Historische Kontinuitäten
Es ist auch keineswegs so, dass der Aufstieg dieser Rüstungskonzerne erst mit der von Olaf Scholz ausgerufenen Zeitenwende nach dem russischen Einmarsch in die Ukraine begann. Dies belegt die Historikerin Stefanie van de Kerkhof in ihrer Untersuchung "Die westdeutsche Rüstungsindustrie zwischen Wiederaufbau, Boom und Krise. Das Fallbeispiel Rheinmetall".
Sie kommt zu dem Fazit: "Die Unternehmen der westdeutschen Rüstungsbranche im engeren Sinne, der Wehr- oder Heerestechnik, vollzogen im Vergleich zum Steinkohlenbergbau vom Ende der 1940er Jahre bis zur Gegenwart einen beinahe kometenhaften Aufstieg."
Der Mythos von der friedlichen Bonner Republik
Damit widerspricht van de Kerkhof der bis heute gerne tradierten Erzählung, die Bonner Republik sei auf Frieden und Entspannung ausgerichtet gewesen. Teilweise wird so von der BRD das Bild einer Republik gezeichnet, die eine antimilitaristische Utopie bewahrt habe und erst nach dem Mauerfall mit der kriegerischen Realität konfrontiert wurde.
Vor allem Politiker der Grünen und teilweise auch der SPD drängten seit den 1990er Jahren, dass sich das wiedervereinigte Deutschland an Kriegen beteiligen müsse, die anfangs als humanitäre Einsätze umschrieben wurden.
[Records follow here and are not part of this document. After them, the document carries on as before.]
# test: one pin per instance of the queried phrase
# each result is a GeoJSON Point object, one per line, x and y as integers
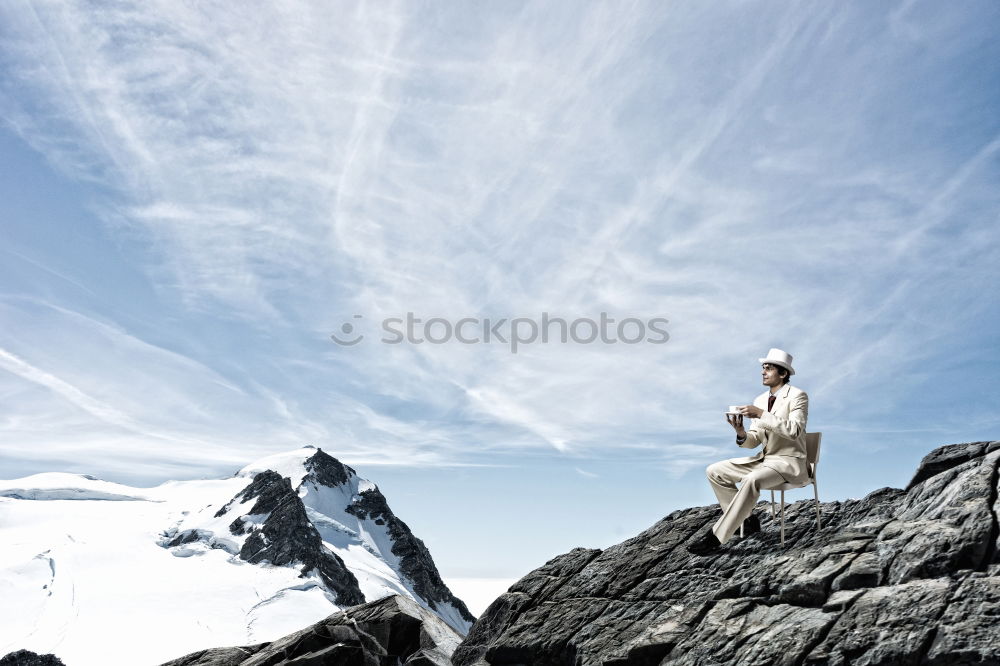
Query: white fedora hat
{"type": "Point", "coordinates": [779, 357]}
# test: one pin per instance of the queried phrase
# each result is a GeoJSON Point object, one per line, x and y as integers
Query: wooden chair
{"type": "Point", "coordinates": [812, 456]}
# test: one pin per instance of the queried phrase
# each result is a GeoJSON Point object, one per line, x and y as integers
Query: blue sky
{"type": "Point", "coordinates": [194, 198]}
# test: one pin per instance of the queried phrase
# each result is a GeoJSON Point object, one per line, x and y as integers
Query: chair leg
{"type": "Point", "coordinates": [782, 518]}
{"type": "Point", "coordinates": [816, 491]}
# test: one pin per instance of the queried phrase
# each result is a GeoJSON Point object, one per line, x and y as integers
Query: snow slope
{"type": "Point", "coordinates": [94, 582]}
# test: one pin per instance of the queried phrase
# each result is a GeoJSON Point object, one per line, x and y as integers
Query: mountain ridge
{"type": "Point", "coordinates": [259, 554]}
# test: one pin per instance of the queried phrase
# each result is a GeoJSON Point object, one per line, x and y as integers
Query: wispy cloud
{"type": "Point", "coordinates": [289, 167]}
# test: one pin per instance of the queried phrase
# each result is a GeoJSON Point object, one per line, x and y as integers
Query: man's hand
{"type": "Point", "coordinates": [736, 420]}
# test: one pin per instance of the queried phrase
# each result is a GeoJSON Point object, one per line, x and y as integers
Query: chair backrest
{"type": "Point", "coordinates": [812, 446]}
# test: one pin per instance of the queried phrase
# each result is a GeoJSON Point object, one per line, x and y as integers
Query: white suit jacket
{"type": "Point", "coordinates": [782, 431]}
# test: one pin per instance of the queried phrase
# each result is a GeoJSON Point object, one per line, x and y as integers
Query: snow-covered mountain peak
{"type": "Point", "coordinates": [66, 486]}
{"type": "Point", "coordinates": [284, 542]}
{"type": "Point", "coordinates": [307, 463]}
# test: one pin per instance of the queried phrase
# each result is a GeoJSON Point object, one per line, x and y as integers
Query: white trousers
{"type": "Point", "coordinates": [738, 503]}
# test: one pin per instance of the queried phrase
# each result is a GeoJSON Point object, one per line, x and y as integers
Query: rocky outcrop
{"type": "Point", "coordinates": [388, 632]}
{"type": "Point", "coordinates": [415, 560]}
{"type": "Point", "coordinates": [898, 577]}
{"type": "Point", "coordinates": [326, 470]}
{"type": "Point", "coordinates": [28, 658]}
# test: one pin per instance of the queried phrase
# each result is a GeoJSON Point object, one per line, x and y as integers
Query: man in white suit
{"type": "Point", "coordinates": [780, 425]}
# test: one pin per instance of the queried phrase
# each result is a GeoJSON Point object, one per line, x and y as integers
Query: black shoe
{"type": "Point", "coordinates": [704, 544]}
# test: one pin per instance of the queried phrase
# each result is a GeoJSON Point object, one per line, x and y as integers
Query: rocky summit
{"type": "Point", "coordinates": [907, 576]}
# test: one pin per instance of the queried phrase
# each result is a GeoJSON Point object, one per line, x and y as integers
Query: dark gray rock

Grüne und SPD: Von Pazifismus zu Militarismus
Diese Politiker forderten, die Berliner Republik müsse Abschied von der angeblich pazifistischen Bonner Politik nehmen. Tatsächlich nahmen die Grünen, die diese Forderungen besonders laut stellten, Abschied von den Grundsätzen ihrer Partei, die Frieden und Abrüstung propagierte, einschließlich der Auflösung der Nato und dem Kampf gegen die deutsche Rüstungsindustrie.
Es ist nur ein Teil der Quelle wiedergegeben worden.